From NBA To ABA To N/A?

Writing the popular Real Money column at Thestreet.com, Doug Kass says that despite Apple’s poor performance and the media’s doomsday scenarios regarding the much dreaded fiscal cliff, the market has seen modest gains in December.

Whether financial crisis, global warming, gun control, US foreign policy or any other major news story, the media has become an amalgamation of hysterics competing for attention. The media is no longer a watchful eye on those in power, but rather the power itself which needs outside monitoring. Unfortunately the media, which once upon a time comprised a number of enlightened editors and reporters who understood that the media must use its power in order for the truth to prevail, no longer serves an important role. What are the consequences of abandoning investigative and prudent journalism for sensationalists and lazy news casting masquerading as journalism?

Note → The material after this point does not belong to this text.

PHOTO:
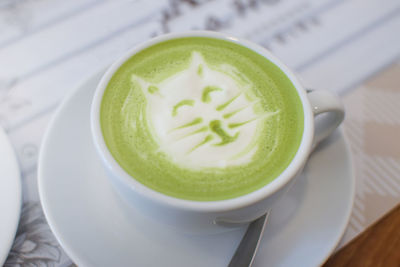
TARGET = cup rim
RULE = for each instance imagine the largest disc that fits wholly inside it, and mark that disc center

Kass’ reading of the stock market and speculation vis-à-vis Apple’s stock are indicative of the syndrome that pervades the news media: anyone can say anything because information is handily available to anyone with access to internet or TV. Of course anyone should be allowed to say anything, but a world so dependent on the stock market and which sometimes acts like a psychotic rabbit, how can we know what to do with our investments? Perhaps fundamentals are overrated, and a strict adherence to the movement of the individual asset should be the focus – irrespective of world events and expert opinion.